Vojta’s proof of Mordell’s conjecture (now a theorem of Faltings) has been revisited by E. Bombieri [Ann. Sc. Norm. Super. Pisa, Cl. Sci., IV. Ser. 17, No. 4, 615-640 (1990; Zbl 0722.14010); ibid. 18, No. 3, 473 (1991; Zbl 0763.14007)] who derived the finiteness of rational points on a curve \(C\) of genus \(\geq 2\) from two inequalities: for distinct algebraic points \(x\) and \(w\) on \(C\) satisfying \(|w|\geq |z|\geq \gamma\) and \(\langle z,w\rangle\geq (3/4)|z|\cdot |w|\), Mumford’s inequality asserts \(|w|\geq 2|z|\) and Vojta’s inequality is \(|w|\leq \gamma |z|\). Here \(\gamma\) depends only on \(C\) and \(|\cdot|\), \(\langle \cdot,\cdot\rangle\) refer to the Neron-Tate height on the Jacobian of \(C\).
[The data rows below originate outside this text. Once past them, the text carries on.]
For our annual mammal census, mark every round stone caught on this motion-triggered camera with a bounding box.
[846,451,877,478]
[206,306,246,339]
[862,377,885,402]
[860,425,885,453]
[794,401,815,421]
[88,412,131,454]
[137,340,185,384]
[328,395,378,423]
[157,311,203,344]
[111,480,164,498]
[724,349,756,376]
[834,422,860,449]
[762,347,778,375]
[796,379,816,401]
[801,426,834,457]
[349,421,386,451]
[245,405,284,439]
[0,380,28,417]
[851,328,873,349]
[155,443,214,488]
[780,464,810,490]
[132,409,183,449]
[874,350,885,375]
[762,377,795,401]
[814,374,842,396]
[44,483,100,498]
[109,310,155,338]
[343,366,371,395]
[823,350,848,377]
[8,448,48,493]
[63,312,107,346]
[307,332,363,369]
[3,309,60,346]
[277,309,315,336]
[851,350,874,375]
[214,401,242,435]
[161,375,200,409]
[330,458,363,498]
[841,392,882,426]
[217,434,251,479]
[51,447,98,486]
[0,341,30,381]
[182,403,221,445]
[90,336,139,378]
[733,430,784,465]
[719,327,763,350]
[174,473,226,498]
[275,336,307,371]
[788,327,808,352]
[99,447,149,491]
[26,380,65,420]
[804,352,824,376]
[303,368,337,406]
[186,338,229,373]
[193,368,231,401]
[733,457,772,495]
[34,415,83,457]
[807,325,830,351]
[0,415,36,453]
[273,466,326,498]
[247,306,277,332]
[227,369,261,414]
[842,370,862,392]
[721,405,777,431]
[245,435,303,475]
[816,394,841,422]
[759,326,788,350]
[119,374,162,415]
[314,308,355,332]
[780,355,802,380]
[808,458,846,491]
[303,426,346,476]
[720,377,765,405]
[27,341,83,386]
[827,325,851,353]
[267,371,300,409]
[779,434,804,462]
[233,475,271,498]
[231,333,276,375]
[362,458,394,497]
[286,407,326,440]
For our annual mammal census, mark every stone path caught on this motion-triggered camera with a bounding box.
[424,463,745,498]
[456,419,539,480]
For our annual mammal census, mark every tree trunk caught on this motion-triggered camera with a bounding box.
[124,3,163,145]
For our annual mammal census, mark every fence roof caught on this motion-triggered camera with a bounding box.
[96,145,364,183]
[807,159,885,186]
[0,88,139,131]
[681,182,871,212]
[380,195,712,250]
G. Faltings [The general case of S. Lang’s conjecture. Barsotti symposium in algebraic geometry, 1991, Perspect. Math. 15, 175-182 (1994; Zbl 0823.14009)] also proved a generalization of Mordell’s conjecture which was conjectured by Lang: for a subvariety \(X\) of an abelian variety \(A\) over a number field \(K\), there are subvarieties \(B_{1},\ldots,B_{n}\) and points \(x_{1},\ldots,x_{n}\) in \(X(K)\) such that \(X(K)=\bigcup_{i=1}^{n} (x_{i}+B_{i}(K))\).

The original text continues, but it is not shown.